A theory has been developed and reported in this thesis, to show that the FM component can be extracted using second-order all pole modelling, and a technique for extracting FM features using this model is proposed, to produce very smooth, slowly varying FM features that are effective for speaker recognition tasks. This approach is shown herein to significantly improve speaker recognition performance over other existing FM extraction methods.
A highly computationally efficient FM estimation technique is then proposed and its computational efficiency is shown through a comparative study with other methods with respect to the trade off between computational complexity and performance.
In order to further enhance the FM based front-end specifically for speaker recognition, optimum frequency band allocation is studied in terms of the number of sub-bands and spacing of centre frequencies, and two new frequency band re-allocations are proposed for FM based speaker recognition.
Two group delay features are also proposed: log compressed group delay feature and the sub-band group delay feature, to address problems in group delay caused by the zeros of the z-transform polynomial of a speech signal being close to the unit circle.
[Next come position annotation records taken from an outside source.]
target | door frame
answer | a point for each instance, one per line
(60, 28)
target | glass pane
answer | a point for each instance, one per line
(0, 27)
It has been shown that the combination of group delay and FM, complements Mel Frequency Cepstral Coefficient (MFCC) in speaker recognition tasks.
Furthermore, the proposed FM feature is successfully utilised for automatic forensic speaker recognition, which is implemented based on the likelihood ratio framework with two stage modelling and calibration, and shown to behave in a complementary manner to MFCCs. Notably, the FM based system provides better calibration loss than the MFCC based system, suggesting less ambiguity of FM information than MFCC information in an automatic forensic speaker recognition system.
In order to demonstrate the effectiveness of FM features in a large scale speaker recognition environment, an FM-based speaker recognition subsystem is developed and submitted to the NIST 2008 speaker recognition evaluation as part of the I4U submission. Post evaluation analysis shows a 19.7% relative improvement over the traditional MFCC based subsystem when it is augmented by the FM based subsystem. Consistent improvements in performance are obtained when MFCC is augmented with FM in all sub-categories of NIST 2008, in three development tasks and for the NIST 2001 database, demonstrating the complementary behaviour of MFCC and FM features.